# Coffee Market Analysis
## Data-Wrangling Notebook

### Matthew Garton - February 2019

**Purpose:** The purpose of this notebook is to acquire my data, inspect it, clean it and prepare it for EDA and modeling.

**Context**: The ultimate goal of my project is to develop trading signals for coffee futures. I will attempt to build a machine learning model which uses fundamental and technical data to predict the future direction of coffee futures price changes. My expectation at the outset of this project is that my feature matrix will include data on weather, GDP, and coffee production and exports in major coffee-producing nations, GDP and coffee import data in major coffee-importing nations, as well as volume, open-interest, and commitment of traders data for ICE coffee futures contracts.

Note that many of the decisions made and functions written here came up at various stages of the project, from initial inspection all the way to model-building (as is the non-linear nature of the data science workflow). To keep things clean, I have moved all of the data cleaning/prep (outside of train-test splitting and some feature engineering) to this notebook. The csv file that I output can then be accessed in other notebooks in this repository.

In [1]:
import numpy as np
import pandas as pd
import matplotlib.pyplot as plt
import seaborn as sns
import datetime

pd.options.display.max_columns = 1000
pd.options.display.max_rows = 1000
%matplotlib inline

import warnings
warnings.filterwarnings("ignore")

## Gathering data

1. Price data (1973-2019) - daily OHLC prices (plus Volume and OI) for ICE Coffee 'C' futures.

    source: [Wiki Continuous Futures database on Quandl](https://www.quandl.com/data/CHRIS-Wiki-Continuous-Futures)
      
      
2. Weather data (1991-2015) - monthly average temperature (celsius) and rainfall (mm) for the top five coffee exporting countries (Brazil, Vietnam, Colombia, Indonesia, Ethiopia).
    
    source: [World Bank Climate Change Knowledge Portal](http://sdwebx.worldbank.org/climateportal/index.cfm?page=downscaled_data_download&menu=historical)
    
    
3. Fundamental data (1990-2017) - annual data on coffee production, imports, exports, etc. from International Coffee Organization*.

    source: [International Coffee Organization](http://www.ico.org/new_historical.asp?section=Statistics)

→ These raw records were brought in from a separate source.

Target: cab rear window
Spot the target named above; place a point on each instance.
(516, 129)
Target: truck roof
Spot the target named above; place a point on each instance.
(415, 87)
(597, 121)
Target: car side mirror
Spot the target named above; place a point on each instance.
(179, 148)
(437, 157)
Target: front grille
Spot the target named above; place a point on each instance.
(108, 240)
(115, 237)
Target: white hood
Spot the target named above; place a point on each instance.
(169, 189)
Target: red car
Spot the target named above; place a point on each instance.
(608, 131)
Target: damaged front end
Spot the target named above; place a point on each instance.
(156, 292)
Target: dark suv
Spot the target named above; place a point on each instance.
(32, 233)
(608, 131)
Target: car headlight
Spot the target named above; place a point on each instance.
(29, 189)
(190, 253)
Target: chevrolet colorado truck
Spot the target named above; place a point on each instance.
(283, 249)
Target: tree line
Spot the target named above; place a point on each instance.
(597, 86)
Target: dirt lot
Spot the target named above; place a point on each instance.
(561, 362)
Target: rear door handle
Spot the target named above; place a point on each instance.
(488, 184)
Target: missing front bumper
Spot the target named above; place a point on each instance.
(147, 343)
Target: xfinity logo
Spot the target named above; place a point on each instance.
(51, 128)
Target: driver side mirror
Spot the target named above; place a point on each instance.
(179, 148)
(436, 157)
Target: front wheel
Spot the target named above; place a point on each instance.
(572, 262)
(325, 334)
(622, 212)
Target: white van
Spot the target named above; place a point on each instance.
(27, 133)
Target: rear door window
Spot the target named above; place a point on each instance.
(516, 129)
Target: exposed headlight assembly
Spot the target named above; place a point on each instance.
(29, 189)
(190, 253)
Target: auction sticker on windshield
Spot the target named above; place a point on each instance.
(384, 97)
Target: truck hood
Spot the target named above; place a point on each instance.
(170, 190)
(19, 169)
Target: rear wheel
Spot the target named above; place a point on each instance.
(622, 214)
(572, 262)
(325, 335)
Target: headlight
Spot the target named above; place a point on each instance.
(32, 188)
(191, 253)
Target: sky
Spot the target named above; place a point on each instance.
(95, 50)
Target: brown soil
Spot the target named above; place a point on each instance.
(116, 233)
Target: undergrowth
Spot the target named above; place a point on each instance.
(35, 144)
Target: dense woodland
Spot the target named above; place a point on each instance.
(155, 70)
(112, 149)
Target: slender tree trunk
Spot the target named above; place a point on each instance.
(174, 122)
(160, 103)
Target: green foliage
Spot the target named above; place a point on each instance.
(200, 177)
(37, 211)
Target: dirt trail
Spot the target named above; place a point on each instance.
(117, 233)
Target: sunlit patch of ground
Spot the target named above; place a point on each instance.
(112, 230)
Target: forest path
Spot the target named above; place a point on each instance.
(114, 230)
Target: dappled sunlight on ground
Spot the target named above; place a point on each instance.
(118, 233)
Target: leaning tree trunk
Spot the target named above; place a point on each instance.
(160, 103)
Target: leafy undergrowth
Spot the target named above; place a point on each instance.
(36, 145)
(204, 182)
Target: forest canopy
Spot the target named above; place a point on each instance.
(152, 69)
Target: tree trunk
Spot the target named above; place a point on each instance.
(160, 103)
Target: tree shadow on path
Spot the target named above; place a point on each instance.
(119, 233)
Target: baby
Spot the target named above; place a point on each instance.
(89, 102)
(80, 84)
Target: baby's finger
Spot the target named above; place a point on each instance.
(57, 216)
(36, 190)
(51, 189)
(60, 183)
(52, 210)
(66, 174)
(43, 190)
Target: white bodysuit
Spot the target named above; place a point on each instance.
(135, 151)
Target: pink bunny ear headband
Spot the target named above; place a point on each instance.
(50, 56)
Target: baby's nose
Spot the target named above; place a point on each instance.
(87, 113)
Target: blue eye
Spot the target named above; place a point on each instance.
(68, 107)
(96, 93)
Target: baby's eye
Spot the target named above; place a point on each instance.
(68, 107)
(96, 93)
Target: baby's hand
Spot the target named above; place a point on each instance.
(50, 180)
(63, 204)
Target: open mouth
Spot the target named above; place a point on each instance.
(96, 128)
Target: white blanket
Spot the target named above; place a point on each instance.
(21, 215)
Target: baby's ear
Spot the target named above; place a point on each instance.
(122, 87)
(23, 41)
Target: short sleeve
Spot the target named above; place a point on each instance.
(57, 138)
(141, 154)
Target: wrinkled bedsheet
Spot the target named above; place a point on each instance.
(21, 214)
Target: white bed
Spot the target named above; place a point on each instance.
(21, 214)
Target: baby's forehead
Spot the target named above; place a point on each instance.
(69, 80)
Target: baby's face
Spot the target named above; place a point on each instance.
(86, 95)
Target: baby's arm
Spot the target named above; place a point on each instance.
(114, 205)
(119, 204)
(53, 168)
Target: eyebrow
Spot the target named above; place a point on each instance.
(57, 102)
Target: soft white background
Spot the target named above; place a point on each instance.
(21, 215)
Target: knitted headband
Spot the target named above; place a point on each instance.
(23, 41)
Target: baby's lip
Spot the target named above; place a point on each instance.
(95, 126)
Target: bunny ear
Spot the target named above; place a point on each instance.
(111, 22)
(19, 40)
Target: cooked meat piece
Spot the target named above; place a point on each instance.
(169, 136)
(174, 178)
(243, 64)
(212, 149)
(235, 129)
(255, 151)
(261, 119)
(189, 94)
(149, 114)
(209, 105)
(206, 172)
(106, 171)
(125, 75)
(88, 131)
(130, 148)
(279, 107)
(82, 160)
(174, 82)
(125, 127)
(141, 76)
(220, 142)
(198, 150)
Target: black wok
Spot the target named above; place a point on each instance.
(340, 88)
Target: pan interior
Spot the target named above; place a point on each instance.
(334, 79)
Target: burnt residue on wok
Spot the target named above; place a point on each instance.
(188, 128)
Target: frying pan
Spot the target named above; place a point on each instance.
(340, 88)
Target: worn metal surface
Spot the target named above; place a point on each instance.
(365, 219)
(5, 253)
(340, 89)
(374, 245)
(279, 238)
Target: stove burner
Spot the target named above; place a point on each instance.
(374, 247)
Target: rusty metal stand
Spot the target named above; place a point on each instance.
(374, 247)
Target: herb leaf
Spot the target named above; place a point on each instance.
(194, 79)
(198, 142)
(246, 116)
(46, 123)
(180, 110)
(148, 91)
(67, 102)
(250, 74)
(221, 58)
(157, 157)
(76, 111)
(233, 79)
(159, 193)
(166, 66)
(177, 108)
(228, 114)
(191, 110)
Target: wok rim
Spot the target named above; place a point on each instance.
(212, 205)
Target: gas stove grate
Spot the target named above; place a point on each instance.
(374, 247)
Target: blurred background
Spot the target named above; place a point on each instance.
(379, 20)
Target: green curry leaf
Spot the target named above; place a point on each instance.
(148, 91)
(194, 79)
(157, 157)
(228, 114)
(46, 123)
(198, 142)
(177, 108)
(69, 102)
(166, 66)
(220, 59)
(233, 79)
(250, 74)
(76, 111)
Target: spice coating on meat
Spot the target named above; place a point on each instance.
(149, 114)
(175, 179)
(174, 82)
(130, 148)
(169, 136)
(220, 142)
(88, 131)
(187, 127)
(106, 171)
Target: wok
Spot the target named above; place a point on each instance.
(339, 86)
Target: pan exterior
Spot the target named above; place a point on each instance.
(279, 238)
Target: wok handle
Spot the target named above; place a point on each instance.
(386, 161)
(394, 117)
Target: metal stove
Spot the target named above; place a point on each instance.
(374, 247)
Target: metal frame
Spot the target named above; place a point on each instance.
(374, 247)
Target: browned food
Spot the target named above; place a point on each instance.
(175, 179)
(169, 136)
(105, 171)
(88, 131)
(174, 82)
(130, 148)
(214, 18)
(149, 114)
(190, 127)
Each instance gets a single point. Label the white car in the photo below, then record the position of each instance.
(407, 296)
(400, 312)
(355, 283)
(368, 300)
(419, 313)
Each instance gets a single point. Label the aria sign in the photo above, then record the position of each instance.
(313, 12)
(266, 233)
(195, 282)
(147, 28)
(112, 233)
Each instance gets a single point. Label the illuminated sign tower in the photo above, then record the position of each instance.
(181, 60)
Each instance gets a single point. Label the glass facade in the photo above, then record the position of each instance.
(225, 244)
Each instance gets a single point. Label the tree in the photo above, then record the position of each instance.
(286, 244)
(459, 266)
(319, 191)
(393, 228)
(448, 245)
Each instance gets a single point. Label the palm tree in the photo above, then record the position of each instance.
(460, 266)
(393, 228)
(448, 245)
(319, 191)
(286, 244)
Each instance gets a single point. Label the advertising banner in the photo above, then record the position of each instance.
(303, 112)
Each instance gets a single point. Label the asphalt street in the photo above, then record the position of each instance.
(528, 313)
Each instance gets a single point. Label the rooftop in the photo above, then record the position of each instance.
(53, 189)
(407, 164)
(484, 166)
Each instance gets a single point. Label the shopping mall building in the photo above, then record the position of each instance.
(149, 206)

4. Positioning data (1995-2016) - monthly Commitment of Traders' reports from CFTC

    source: [Commodity Futures Trading Commission](https://www.cftc.gov/MarketReports/CommitmentsofTraders/HistoricalCompressed/index.htm)
    
*Note: Before getting started here, I did some initial data assembling/cleaning in excel, so if you choose to get the data directly from the sources listed above, some preparation will be necessary before getting it into the format shown here. The biggest decision I made so far was in how to handle some of the ICO data which was indexed by 'Crop Year' rather than 'Calendar Year'. My initial solution is to treat the most recent year of the 'Crop Year' as the relevant 'year' for the data (so Crop Year 1991/1992 is treated as Year 1992, with the understanding that all of the data for the 1991-1992 period would have been availably by EOY 1992). For now, this is a simplifying assumption to avoid any 'look-ahead bias.' This might be an oversimplification that I'll have to come back to. 

In [2]:
# import Daily ICE Coffee 'C' Futures price data
coffee = pd.read_csv('../data/CHRIS-ICE_KC1.csv')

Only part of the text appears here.